You know I didn't say that.

The imperative coding approach is cognitively more difficult. So at scale (size of code-base) you either have more bugs and therefore more overhead/cost of development; or you look for coping strategies to minimise the bugs and the cost of development.

Declarative, pure functional programming reduces the cognitive load, because you get to compose things reliably. And because it's declarative and pure you don't have to look under the hood to see what is going on, you know from the surface what large bodies of code do.

A simple example, two functions prototypes:

One in Java

    int foo(string x);
One in Haskell:

    foo :: String -> Int
I can tell you much more about the Haskell one than I can the Java one. The Java one could launch nuclear missiles for all I know, the Haskell one can't and therefore the returned Int has some relationship with the String argument, probably the length of the string. When you don't need to look inside you are more productive. When you can reliably compose code it is more robust and easier to build. When you declare your side-effects up-front, you can make better judgements about what the outcome of calling any function might be.

You are of course free to take whichever approach you like. The imperative one is however just going to get progressively more difficult as applications get more complex. I spent 27 years writing various combinations of assembly, procedural, and OO. I've spent the past 10 using the functional paradigm. If I ever had to go back to the imperative paradigm it would fill me with dread. I still need to use it occasionally for performance optimisations, but I would always wrap it with a declarative interface (where the contract always holds).

> As far as I know those "off the shelf engines" are not written in fp languages. And I would say they are complex.

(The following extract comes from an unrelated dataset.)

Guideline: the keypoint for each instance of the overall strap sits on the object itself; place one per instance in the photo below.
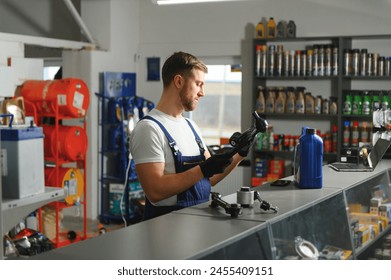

When I talked about 'easy', what I meant was that games development has much less of the real world to deal with:

* You tend to know your user

* The user doesn't get to have a say

* You often know exactly what hardware you're going to be running on

* You don't have to integrate with 20 other systems by 3rd party providers

* To a certain extent you can put it in a box and move on (I know that's not strictly true, but you're unlikely to be maintaining a game for more than a decade)

* The feature-set of the game won't double every few years as the product competes with others

* Most games have a relatively similar management system

* There aren't massively complex compliance issues or laws that get in the way (yes there are some, but less than other industries)

* Although networking and game-state synchronisation is a hard problem, the scope of distributed computing problems are small

A game engine really isn't that complex. Of course it's hard to make it as optimal as possible, but the problem isn't at the real difficult end of the spectrum. Probably the hardest thing in games now is writing the tooling. I spent a number of years writing core tech and tools for a 3 studio games company and that was just at the beginning of the tooling journey. I assume that's quite a sizeable coding challenge now; one I would definitely us FP for if I was still in the industry.